Just to clarify a bit more... if I find a tag containing *IC*, what part of
the Tag field identifies its children? That is, if I find 21-LIC-1000 does it
relate to any record containing an L after the first hyphen; or any record
starting with 21-L; or any record starting with 21-L and ending with 1000?

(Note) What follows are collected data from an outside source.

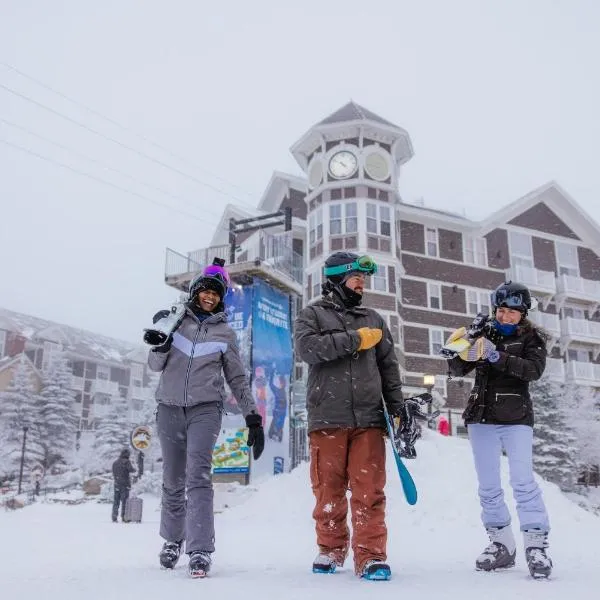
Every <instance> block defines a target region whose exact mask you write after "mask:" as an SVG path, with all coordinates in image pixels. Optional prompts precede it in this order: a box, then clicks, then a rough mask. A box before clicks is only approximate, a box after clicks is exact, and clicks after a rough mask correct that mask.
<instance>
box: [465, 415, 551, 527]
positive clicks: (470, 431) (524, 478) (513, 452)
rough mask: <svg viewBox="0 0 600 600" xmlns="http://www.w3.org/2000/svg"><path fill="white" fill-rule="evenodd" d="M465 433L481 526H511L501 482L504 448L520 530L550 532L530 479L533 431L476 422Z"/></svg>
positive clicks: (548, 524) (538, 497)
mask: <svg viewBox="0 0 600 600" xmlns="http://www.w3.org/2000/svg"><path fill="white" fill-rule="evenodd" d="M468 432H469V440H470V442H471V449H472V450H473V458H474V460H475V469H476V471H477V479H478V481H479V502H480V504H481V509H482V511H481V520H482V521H483V524H484V526H485V527H504V526H505V525H509V524H510V513H509V512H508V508H507V506H506V502H505V501H504V491H503V490H502V484H501V481H500V457H501V455H502V449H503V448H504V450H505V452H506V455H507V457H508V467H509V472H510V485H511V487H512V489H513V495H514V498H515V501H516V503H517V514H518V515H519V522H520V525H521V531H525V530H526V529H533V528H537V529H541V530H542V531H549V530H550V524H549V522H548V514H547V512H546V507H545V506H544V501H543V499H542V491H541V490H540V488H539V486H538V484H537V483H536V481H535V479H534V476H533V458H532V453H533V428H532V427H529V426H528V425H488V424H481V423H477V424H472V425H469V426H468Z"/></svg>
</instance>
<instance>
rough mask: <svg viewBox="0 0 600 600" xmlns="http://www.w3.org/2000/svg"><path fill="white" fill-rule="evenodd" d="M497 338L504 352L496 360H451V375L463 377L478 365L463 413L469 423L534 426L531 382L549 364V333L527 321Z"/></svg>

And what (if any) constraints are there on the size or contents of the three
components of this "intelligent" key?

All the parent tag will be like ??-?IC??? and child tags will have the
same prefix and suffix of parent tags. Also first letter after the
hyphen will same as parent tag. For example child tags of 21-LIC-1000
will be 21-L*1000.
Rama
 
T

Tom van Stiphout

Using the * and ? wildcards we can create two queries:

Parent tags:
select * from myTable
where Tag like '*-?IC-*'

Child tags:
select * from myTable
where Tag not like '*-?IC-*'

-Tom.
Microsoft Access MVP
 
J

John W. Vinson

All the parent tag will be like ??-?IC??? and child tags will have the
same prefix and suffix of parent tags. Also first letter after the
hyphen will same as parent tag. For example child tags of 21-LIC-1000
will be 21-L*1000.
Rama

Parents:

INSERT INTO Parents
SELECT * FROM table
WHERE Tag LIKE "##-?IC-*";

Children:

INSERT INTO children (Tag, PTag, <other fields>)
SELECT T.Tag, P.Tag, T.<other fields>
FROM Parents AS P INNER JOIN table AS T
ON T.Tag LIKE (Left(P.Tag, InStr(P.Tag, "IC-") - 1) & "*" & T.Tag LIKE "*" &
Mid(P.Tag, "IC-") + 4;

should do it. You may have to play around with the LIKE clauses.